Support Work. The Missile Defense Agency (MDA) awards CSC a task order to provide systems engineering support for all MDA-funded ballistic missile defense systems. The task order, with a one-year base period and a one-year option, has an estimated total two-year value of $80 million and was awarded in the second quarter of CSC fiscal year 2012. The order comes under the MiDAESS Group 3 Engineering Support contract, which CSC won in 2010. James Sheaffer, president of CSC’s North American Public Sector, says: “CSC’s ability to help drive down costs through consolidation and standardization will provide the agency with savings and improvements to continue supporting its missions at greater efficiencies in the future.”
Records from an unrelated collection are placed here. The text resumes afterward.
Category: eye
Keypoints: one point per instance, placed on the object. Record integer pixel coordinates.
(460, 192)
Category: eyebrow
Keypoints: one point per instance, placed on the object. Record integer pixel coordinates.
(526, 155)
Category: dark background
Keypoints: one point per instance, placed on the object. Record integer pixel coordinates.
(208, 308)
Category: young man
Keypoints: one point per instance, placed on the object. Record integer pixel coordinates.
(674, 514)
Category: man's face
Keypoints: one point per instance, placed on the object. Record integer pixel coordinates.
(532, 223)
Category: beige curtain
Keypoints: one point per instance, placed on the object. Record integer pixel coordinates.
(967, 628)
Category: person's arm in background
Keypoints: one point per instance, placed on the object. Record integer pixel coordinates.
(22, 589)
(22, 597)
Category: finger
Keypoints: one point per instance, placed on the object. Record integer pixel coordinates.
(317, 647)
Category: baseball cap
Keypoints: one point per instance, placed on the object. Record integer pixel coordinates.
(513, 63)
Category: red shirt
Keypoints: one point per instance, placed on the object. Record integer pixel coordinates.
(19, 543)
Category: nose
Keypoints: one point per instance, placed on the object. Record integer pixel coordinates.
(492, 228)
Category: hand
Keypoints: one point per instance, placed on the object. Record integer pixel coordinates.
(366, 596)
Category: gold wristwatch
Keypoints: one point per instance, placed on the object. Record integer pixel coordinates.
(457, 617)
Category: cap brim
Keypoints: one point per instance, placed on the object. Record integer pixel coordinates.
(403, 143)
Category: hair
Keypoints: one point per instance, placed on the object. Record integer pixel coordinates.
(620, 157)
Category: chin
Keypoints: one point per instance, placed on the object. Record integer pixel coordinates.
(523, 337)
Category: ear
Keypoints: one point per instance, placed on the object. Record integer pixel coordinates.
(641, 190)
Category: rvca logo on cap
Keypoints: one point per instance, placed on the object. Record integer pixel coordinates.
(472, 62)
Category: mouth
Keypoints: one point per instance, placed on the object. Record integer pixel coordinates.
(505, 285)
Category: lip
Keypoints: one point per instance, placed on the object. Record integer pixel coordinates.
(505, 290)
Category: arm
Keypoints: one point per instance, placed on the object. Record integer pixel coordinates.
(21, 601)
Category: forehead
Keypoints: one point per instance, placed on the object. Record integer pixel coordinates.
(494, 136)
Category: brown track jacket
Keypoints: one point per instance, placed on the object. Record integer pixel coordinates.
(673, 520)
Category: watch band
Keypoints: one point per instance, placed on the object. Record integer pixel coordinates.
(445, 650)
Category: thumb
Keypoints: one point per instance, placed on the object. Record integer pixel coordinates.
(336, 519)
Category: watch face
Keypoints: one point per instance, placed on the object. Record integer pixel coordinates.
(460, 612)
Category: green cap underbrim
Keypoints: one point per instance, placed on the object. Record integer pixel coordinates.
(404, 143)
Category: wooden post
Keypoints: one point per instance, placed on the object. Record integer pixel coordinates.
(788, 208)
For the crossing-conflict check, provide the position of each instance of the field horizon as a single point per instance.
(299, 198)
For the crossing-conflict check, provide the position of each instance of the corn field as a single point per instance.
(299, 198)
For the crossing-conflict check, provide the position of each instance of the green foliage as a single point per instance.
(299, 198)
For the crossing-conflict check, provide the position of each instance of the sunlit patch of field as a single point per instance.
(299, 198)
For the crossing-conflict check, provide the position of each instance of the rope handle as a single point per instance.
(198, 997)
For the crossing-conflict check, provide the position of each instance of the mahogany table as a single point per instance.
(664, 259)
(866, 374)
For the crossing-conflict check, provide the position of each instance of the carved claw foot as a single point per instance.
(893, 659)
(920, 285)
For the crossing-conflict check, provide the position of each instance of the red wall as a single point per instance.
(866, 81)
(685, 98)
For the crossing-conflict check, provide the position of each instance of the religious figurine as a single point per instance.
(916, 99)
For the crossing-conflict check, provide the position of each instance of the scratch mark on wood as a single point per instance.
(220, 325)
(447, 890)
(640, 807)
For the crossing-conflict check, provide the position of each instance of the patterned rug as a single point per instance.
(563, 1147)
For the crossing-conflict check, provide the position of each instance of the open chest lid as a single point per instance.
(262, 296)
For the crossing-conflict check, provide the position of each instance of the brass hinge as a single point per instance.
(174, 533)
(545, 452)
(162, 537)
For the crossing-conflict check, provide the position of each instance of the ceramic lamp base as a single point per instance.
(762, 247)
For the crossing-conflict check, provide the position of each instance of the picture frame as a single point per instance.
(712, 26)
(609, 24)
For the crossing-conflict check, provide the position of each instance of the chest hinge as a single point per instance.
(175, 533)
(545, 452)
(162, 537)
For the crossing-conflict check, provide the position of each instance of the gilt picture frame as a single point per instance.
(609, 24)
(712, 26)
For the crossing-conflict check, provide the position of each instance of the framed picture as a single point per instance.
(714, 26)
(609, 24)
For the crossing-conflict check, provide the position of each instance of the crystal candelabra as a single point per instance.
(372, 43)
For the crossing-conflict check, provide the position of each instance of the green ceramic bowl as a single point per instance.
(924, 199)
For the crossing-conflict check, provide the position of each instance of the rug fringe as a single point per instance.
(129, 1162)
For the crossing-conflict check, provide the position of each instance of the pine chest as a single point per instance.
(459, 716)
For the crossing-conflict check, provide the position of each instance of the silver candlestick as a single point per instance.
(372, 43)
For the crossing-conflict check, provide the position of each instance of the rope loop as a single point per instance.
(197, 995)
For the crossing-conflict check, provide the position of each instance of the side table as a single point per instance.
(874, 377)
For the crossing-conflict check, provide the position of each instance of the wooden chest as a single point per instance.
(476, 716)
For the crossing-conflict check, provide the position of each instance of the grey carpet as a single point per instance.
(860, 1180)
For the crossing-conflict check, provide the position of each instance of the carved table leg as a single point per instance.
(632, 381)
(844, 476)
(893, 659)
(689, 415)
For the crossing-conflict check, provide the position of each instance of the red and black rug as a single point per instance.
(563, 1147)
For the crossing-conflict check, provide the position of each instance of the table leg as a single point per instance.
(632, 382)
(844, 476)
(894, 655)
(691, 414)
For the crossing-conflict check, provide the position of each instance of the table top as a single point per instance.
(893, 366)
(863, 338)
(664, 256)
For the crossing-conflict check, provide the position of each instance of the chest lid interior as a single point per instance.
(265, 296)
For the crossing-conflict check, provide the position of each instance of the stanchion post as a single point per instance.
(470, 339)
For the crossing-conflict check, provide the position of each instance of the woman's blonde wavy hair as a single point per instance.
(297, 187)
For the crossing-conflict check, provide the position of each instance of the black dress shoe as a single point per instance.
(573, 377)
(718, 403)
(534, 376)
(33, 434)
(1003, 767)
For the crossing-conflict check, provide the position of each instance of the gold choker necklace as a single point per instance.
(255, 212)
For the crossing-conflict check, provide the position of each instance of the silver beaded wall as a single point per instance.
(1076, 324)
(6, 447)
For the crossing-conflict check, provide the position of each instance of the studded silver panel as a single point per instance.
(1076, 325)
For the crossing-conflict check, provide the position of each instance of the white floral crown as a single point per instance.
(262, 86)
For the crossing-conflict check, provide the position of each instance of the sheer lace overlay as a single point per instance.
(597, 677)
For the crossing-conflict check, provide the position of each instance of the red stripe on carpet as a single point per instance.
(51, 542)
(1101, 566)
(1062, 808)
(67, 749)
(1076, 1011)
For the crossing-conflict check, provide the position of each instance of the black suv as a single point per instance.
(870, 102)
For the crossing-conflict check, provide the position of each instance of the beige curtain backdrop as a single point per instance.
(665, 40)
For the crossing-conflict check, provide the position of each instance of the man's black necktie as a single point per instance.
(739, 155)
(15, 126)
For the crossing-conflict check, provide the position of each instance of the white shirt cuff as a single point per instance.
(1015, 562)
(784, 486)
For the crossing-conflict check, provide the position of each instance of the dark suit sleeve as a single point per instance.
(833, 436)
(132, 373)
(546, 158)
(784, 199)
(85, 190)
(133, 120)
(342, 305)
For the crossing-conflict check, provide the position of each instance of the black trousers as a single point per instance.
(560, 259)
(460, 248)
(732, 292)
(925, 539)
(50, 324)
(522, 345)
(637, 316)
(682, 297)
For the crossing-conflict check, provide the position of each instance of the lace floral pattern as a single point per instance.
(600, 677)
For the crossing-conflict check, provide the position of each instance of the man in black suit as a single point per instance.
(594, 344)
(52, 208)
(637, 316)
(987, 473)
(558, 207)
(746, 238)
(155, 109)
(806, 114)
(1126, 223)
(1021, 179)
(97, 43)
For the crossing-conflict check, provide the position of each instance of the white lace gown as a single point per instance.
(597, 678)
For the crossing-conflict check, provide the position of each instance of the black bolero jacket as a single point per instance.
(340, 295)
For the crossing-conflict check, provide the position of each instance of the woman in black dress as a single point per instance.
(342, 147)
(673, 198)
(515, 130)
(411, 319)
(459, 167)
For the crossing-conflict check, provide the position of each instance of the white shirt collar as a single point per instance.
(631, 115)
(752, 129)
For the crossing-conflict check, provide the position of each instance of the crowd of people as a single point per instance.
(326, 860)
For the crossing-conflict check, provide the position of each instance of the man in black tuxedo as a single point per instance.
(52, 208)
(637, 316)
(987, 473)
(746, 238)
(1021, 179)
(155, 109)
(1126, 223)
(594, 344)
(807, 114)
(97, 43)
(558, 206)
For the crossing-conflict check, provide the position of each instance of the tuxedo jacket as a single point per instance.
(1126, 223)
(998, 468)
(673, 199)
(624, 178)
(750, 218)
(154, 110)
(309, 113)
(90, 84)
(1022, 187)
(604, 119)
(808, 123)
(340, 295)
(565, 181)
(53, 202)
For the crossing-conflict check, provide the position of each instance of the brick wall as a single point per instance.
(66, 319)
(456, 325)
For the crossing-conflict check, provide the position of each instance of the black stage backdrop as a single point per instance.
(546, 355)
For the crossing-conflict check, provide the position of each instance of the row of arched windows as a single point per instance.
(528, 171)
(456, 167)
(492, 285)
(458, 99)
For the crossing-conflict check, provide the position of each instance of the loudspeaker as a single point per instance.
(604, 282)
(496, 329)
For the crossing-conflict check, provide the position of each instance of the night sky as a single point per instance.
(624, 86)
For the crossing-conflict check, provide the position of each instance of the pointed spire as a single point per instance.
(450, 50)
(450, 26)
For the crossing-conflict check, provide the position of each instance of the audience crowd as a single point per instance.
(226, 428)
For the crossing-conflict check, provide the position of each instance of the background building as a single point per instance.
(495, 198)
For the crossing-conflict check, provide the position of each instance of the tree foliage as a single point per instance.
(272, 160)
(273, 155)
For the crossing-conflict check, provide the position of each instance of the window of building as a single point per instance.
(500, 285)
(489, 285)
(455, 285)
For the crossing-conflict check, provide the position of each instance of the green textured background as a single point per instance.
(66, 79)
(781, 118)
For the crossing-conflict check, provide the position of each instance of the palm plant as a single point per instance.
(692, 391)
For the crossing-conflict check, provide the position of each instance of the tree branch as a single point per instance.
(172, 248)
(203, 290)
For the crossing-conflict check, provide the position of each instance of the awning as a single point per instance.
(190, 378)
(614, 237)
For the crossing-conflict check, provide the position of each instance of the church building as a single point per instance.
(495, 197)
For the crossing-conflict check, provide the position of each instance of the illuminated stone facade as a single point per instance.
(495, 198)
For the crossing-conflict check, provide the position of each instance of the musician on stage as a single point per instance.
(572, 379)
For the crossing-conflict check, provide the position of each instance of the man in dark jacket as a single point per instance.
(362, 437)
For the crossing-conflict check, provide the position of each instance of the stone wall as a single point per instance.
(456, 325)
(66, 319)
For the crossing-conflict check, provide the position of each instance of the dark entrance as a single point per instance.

Coming Home. After a year’s deployment supporting Operation New Dawn in Iraq, more than 250 soldiers with the 25th Infantry Div. Headquarters and Headquarters Battalion arrived home with ceremonies in Hawaii Nov. 21. “They are the last U.S. Army division in Iraq,” said Col. Matthew Kelley, deputy commander-rear, 25th ID. “Their mission was to oversee all forces as they were withdrawing and removing equipment from Iraq. That mission is just about accomplished,” says Staff Sgt. Timoteo Mauga, Headquarters and Headquarters Battalion, 25th ID. “I am happy that everything is turned back to the Iraqi people and we believe that they will make better decisions for their country. And, I’m just happy that I’m home.” The remaining 25th ID Soldiers in Iraq are scheduled to return by Christmas Eve.